Gibt es noch Grund zur Hoffnung und wenn ja, wie sieht diese Hoffnung aus? Was wird aus der Qualität? Diese Fragen standen über der Podiumsdiskussion, die von Marina Noble (VDRJ) und Christian Preiser (Forum Qualitätsjournalismus) geleitet wurde. Die Diskutanten auf dem Podium gaben zunächst Auskunft aus dem Blickwinkel ihrer Medien.

Tod der Printmedien?

Joachim Braun, neuer Chefredakteur der Frankfurter Neuen Presse, konstatierte zunächst, dass der Reiseteil in lokalen Tageszeitungen inzwischen zum Umfeld für Anzeigen mutiert sei. Das bedeute im Rückschluss, die Einschmelzung von Reiseseiten, wenn eine Refinanzierung durch Anzeigen nicht mehr gegeben sei. Dies geschehe nicht aus bösem Willen, aber in Zeiten in denen immer mehr Tageszeitungen sterben, müsse sich das aktuelle Publikums-Printmedium auf seine Stärken besinnen. Diese Stärke sei ein gut gemachter Lokalteil und die zusätzliche Präsenz in digitalen Medien.
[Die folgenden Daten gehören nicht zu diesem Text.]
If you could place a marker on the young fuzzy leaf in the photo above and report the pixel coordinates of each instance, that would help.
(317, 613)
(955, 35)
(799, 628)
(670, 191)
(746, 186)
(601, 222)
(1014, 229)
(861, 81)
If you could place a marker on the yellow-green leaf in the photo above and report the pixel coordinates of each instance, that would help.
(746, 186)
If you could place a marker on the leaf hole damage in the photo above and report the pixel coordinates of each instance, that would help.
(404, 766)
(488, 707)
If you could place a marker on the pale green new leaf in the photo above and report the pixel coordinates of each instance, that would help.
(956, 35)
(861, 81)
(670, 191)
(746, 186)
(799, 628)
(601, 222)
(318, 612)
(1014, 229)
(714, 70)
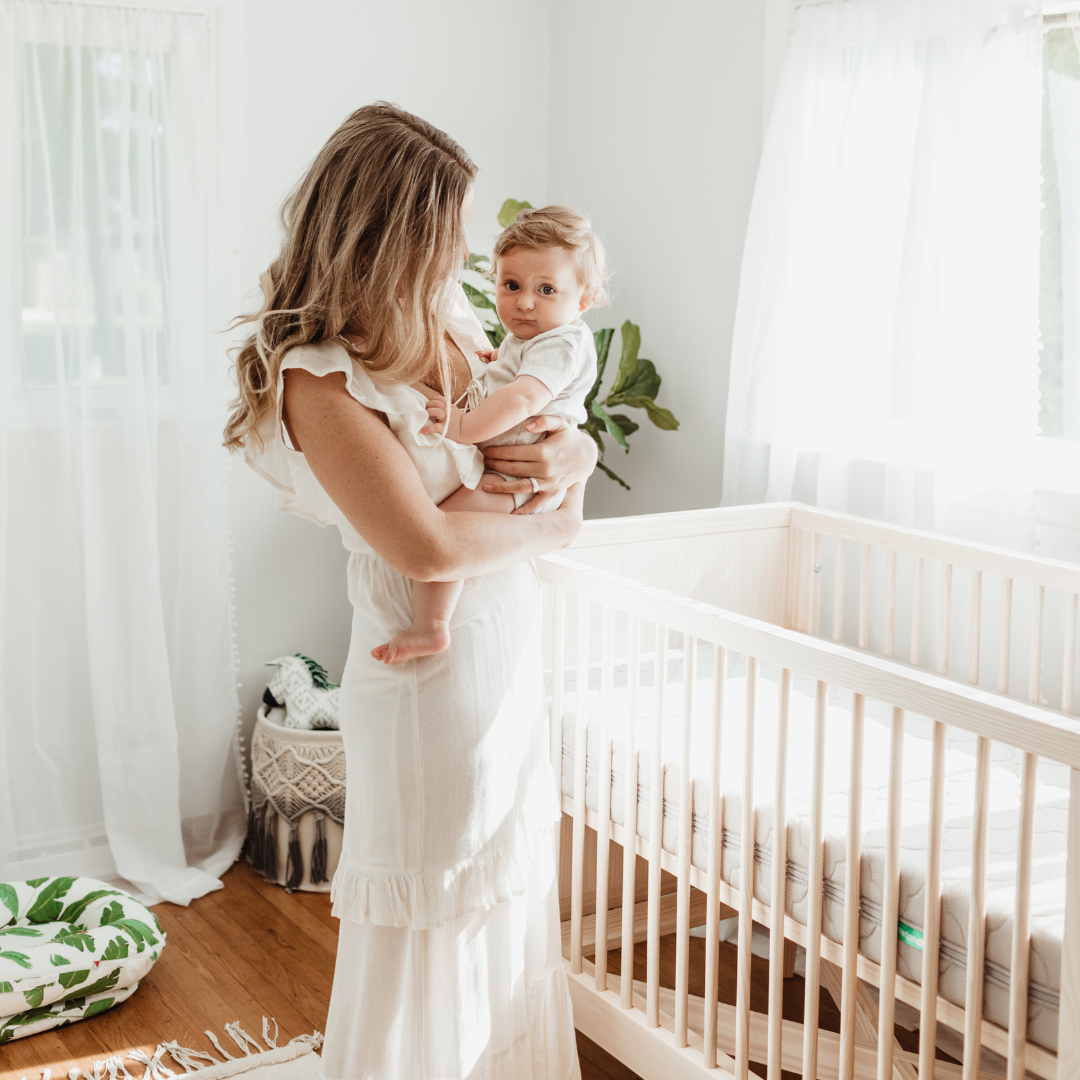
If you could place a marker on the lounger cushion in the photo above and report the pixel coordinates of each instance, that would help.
(70, 947)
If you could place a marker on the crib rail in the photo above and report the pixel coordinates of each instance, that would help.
(598, 621)
(987, 616)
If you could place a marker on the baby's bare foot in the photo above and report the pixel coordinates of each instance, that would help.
(420, 639)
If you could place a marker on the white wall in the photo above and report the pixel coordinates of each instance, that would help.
(656, 133)
(648, 118)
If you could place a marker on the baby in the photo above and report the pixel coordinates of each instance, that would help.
(549, 268)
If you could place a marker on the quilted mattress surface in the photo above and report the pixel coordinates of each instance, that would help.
(1048, 895)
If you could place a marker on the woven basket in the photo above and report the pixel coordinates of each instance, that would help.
(297, 806)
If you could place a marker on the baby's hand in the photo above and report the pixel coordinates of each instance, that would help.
(443, 419)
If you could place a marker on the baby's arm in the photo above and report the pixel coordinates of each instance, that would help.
(505, 408)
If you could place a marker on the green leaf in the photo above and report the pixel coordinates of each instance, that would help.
(510, 211)
(48, 906)
(612, 429)
(117, 949)
(320, 678)
(99, 987)
(478, 298)
(618, 480)
(628, 362)
(76, 936)
(644, 382)
(137, 930)
(10, 899)
(75, 912)
(661, 417)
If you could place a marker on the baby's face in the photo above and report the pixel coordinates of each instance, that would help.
(537, 291)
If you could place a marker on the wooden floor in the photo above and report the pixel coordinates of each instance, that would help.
(246, 952)
(252, 950)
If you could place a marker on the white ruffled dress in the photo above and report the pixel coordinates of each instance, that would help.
(448, 961)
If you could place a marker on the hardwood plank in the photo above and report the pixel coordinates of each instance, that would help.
(248, 950)
(597, 1064)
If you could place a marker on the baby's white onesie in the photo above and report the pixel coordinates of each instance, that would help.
(564, 360)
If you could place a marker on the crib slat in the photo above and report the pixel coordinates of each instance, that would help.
(685, 849)
(1021, 943)
(890, 603)
(917, 611)
(1069, 652)
(745, 879)
(838, 592)
(890, 905)
(580, 760)
(1068, 1016)
(851, 894)
(945, 631)
(976, 915)
(812, 988)
(1035, 661)
(1004, 658)
(604, 804)
(715, 850)
(975, 626)
(864, 597)
(819, 545)
(932, 906)
(630, 814)
(777, 896)
(656, 833)
(557, 678)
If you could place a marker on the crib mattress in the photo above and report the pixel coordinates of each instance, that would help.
(1048, 889)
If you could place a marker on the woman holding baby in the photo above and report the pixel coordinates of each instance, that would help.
(362, 396)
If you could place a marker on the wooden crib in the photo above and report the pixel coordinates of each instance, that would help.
(686, 657)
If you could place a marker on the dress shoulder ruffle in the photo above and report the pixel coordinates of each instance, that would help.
(442, 463)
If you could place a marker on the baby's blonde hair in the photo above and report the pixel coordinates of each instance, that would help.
(559, 227)
(373, 239)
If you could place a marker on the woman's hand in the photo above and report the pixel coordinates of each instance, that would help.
(567, 457)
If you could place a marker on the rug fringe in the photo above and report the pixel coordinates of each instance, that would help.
(190, 1061)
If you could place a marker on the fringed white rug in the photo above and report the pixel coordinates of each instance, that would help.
(296, 1061)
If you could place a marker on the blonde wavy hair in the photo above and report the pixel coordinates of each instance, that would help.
(559, 227)
(373, 239)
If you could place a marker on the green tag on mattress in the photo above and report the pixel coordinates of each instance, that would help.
(909, 935)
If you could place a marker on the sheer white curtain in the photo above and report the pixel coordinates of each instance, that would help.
(118, 712)
(886, 359)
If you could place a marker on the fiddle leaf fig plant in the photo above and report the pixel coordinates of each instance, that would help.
(636, 381)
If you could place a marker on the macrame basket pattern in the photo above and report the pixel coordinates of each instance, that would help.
(297, 805)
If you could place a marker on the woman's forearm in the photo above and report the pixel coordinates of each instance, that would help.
(472, 543)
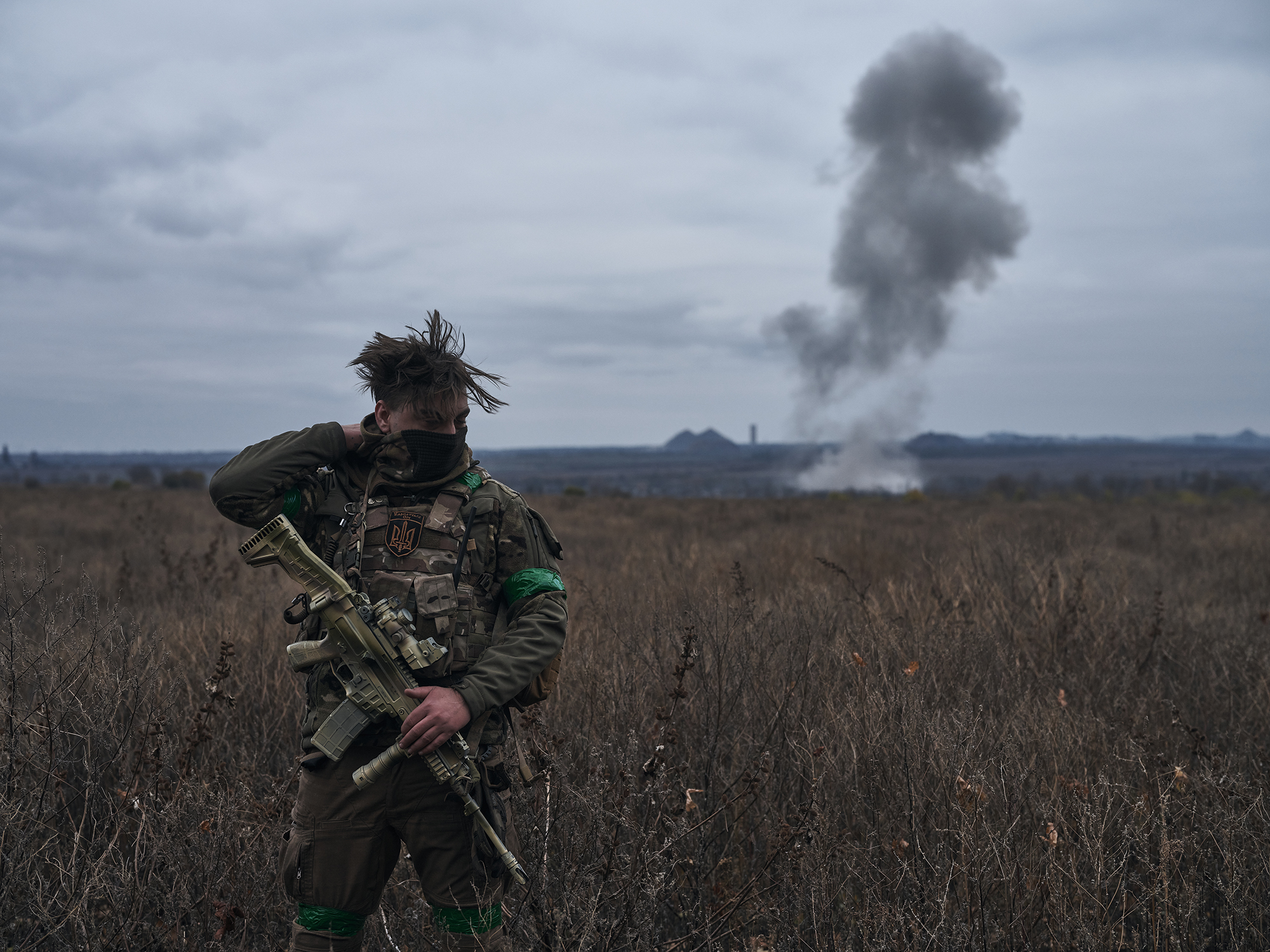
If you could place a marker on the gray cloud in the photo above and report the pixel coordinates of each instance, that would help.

Matthias Gürtler, Chefredakteur „Touristik aktuell“ betonte, dass es im Bereich der Fachpresse und bei der Zielgruppe „Reiseverkäufer“ ebenfalls einen Trend zur digitalen Ausgabe gäbe. Allerdings betonte er auch, dass es in dieser Zielgruppe eine breite Sympathie für das Print-Produkt gäbe. Von daher sei er da durchaus optimistisch. Mit den digitalen Angeboten Geld zu verdienen, halte er aber, bei seiner Zielgruppe, für unrealistisch. Eine „Paywall“ würden die Leser schlicht nicht akzeptieren. Da das Abonnement der gedruckten Ausgabe aber gerade mal den Versand finanziere, sei auch klar, dass Einnahmen durch Anzeigen überlebenswichtig seien.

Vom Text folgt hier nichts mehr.